Pemeriksaan Elektroensefalogram (EEG)
o Pemeriksaan EEG digunakan untuk melihat aktivitas listrik di otak.
Pada bangkitan epilepsi terjadi oleh karena adanya perubahan dari
aktivitas listrik di otak yang dapat dilihat dari hasil pmeriksaan
EEG dengan gambaran tergantung dari jenis bangkitannya.
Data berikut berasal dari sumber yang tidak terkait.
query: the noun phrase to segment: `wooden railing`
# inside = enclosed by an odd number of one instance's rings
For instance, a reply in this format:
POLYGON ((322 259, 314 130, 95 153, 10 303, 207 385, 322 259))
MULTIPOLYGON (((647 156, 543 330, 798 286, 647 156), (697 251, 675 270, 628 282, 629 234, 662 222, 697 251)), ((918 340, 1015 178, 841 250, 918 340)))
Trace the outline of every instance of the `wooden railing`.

Sedangkan pada kejang non epilepsi biasanya hasil pemeriksaan
EEG tidak memperlihatkan adanya perubahan patologis aktivias
listrik di otak. Sehingga hasil pemeriksaan EEG ini sangat
bermanfaat untuk mengetahui apakah bangkitan yang terjadi
merupakan kejang epilepsi atau bukan.
Telemetri Video
o Pemeriksaan kadang-kadang dilakukan setelah pemeriksaan EEG,
dimana pasien dilakukan observasi di bangsal dengan pengamatan
video dan juga terpasang EEG. Pemeriksaan ini untuk
membandingkan apa yang dilakukan penderita selama terjadi
bangkitan dengan apa yang terjadi pada otak selama terjadi
bangkitan tersebut.
Pemeriksaan CT Scan kepala
o Pemeriksaan CT Scan kepala pada penderita bangkitan sangat
membantu untuk mengetahui kemungkinan terjadinya kelainan
fisik di otak yang dapat menyebabkan terjadinya suatu bangkitan.
Walaupun demikian CT Scan kepala bukan merupakan alat utama
untuk mengetahui diagnosis epilepsi atau bukan. Pemeriksaan
pencitraan lainnya yang fungsinya sama dengan CT Scan kepala
adalah pemeriksaan Magnetic Resonance Imaging (MRI).